Since we are a young family (going on 2.5 years!) we think often about the traditions and routines we want to start and what value/meaning they have. Christmas is definitely a season I think a great deal about what traditions to adopt and what to say no to. There is just so much to consume even on this level during this season! Its hard to know what to accept, what to adopt, and what to reject.
This year we got an artificial Christmas tree (thank you Grandma Judy!) which is beautiful and doesn't cause Drew to sneeze. :) After learning more about the traditional Christian liturgical year and holidays (Advent, Christmas, Epiphany, Lent, Easter, etc) reading
Living the Christian Year by Bobby Gross (IVP) there was one tradition in particular I wanted to adopt.
You see, Christmas is actually preceded by Advent - traditionally a season of
waiting & hopeful expectancy. Advent was often commemorated by fasting, simple living, and definitely no celebratory parties or decorations.
So I decided that at home we would celebrate Advent by putting up our Christmas tree, but waiting to decorate it until Christmas Day. Christmas is not just one day, but a season of 12 days (hence the song) lasting until January 6th. Having our Nativity scene figurines out and a bare Christmas tree was a great reminder of what was coming, but not yet here.
This might seem sad, but it really changed my perspective. As Christmas neared more and more decorations went up around us, the frenzy to buy more increased, and seeing all this my
expectation was not heightened but halted, consumed even. There were few places outside my own home where I felt I could find that quiet.

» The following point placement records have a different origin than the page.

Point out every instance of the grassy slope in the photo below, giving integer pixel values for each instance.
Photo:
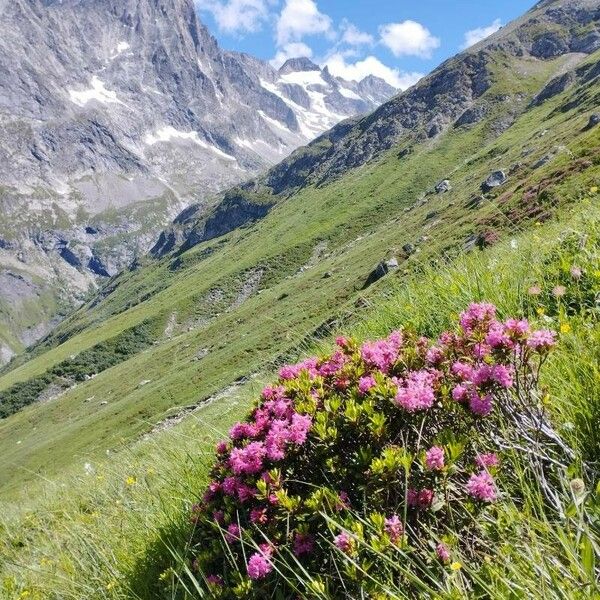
(362, 217)
(107, 534)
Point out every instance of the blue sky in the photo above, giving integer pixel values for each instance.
(399, 40)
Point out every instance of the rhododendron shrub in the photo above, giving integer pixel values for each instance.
(385, 447)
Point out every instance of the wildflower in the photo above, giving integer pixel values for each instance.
(565, 328)
(394, 528)
(303, 544)
(422, 499)
(259, 566)
(542, 339)
(434, 458)
(417, 393)
(442, 552)
(577, 487)
(517, 327)
(344, 543)
(248, 460)
(366, 383)
(233, 533)
(481, 487)
(502, 375)
(487, 460)
(258, 516)
(222, 447)
(481, 405)
(434, 355)
(460, 393)
(559, 291)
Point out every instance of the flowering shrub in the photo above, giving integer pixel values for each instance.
(376, 449)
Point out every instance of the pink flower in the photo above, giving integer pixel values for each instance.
(420, 499)
(417, 393)
(259, 566)
(214, 580)
(230, 485)
(460, 393)
(394, 528)
(299, 429)
(517, 328)
(344, 543)
(366, 383)
(559, 291)
(487, 460)
(481, 487)
(502, 375)
(233, 533)
(303, 544)
(442, 552)
(434, 458)
(481, 405)
(463, 371)
(434, 356)
(222, 447)
(241, 431)
(258, 516)
(542, 340)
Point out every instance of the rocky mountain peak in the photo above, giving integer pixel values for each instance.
(295, 65)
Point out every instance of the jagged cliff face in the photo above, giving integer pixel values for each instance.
(455, 95)
(115, 115)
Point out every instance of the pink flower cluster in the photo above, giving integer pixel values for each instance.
(285, 459)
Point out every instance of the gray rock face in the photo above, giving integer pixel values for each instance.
(117, 114)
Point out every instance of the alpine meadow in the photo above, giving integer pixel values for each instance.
(270, 332)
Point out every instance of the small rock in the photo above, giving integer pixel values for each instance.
(443, 186)
(496, 179)
(475, 202)
(542, 161)
(594, 120)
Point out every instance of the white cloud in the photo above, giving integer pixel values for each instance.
(408, 38)
(299, 18)
(237, 16)
(353, 36)
(291, 50)
(370, 65)
(474, 36)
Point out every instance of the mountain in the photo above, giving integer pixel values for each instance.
(502, 137)
(456, 95)
(115, 116)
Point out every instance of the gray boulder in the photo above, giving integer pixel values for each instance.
(443, 186)
(496, 179)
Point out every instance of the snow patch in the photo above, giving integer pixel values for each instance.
(97, 92)
(168, 134)
(349, 94)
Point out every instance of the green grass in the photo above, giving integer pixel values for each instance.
(114, 533)
(361, 218)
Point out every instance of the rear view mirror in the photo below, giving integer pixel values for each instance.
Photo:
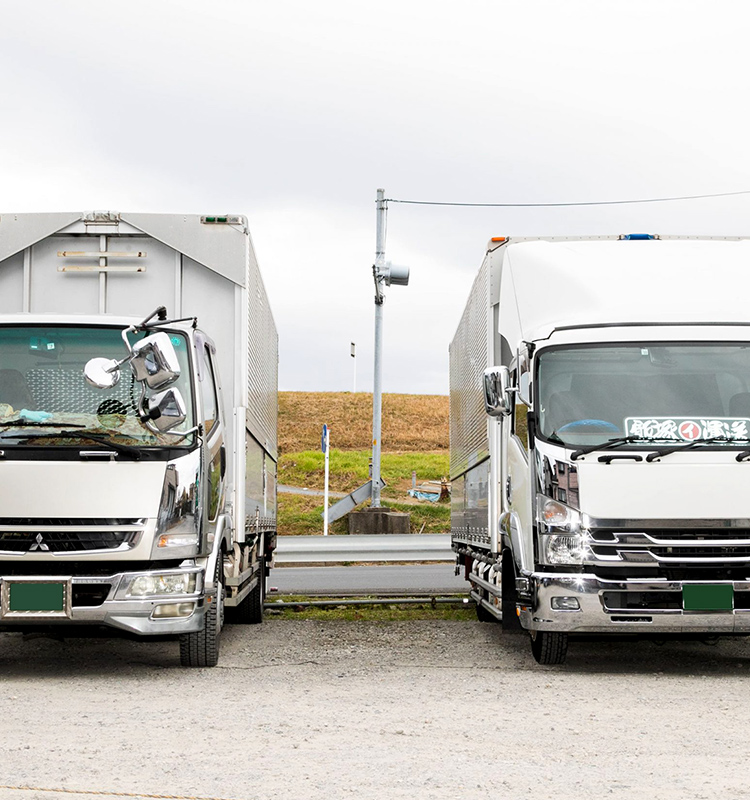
(497, 394)
(154, 361)
(165, 410)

I think, as a well-off well-educated 21st century American I often rob myself of waiting, expectancy, and quiet. I can have or get anything I want at anytime - even Christmas...even the Savior?
There is good reason Jesus made himself in the form of man and moved into our neighborhood as a babe. He had to take the same 9 month journey in his mother's womb that we all do. Mary and Joseph had to wait for this promised child. Israel had to wait for him for hundred's of years.
I think of how often people lement missing that "childish" feeling of expectancy on Christmas morning because the magic of Santa is gone or we know what is under the tree or we know there are no more surprises. But what if the magic is still there? what if there were surprise gifts for each of us under the tree each and every year?
I think there are. I think the magic is in Jesus' birth, the fact that the most powerful being in all the universe chose to become a lowly infant to Middle Eastern parents who would soon be refugees so that we might know how vast his love is. And I think there is a gift for us each year, each day, that no one can change - God loves you.
I think too often I let my desire, my want, and greed to take away my own opportunity to wait. And that is when the surprise is lost. I lose out on the opportunity for the Lord to speak to me anew, to reveal his love for me, in his way, in his time.
Thanks for Advent Lord. Thank you for knowing I need to wait on you.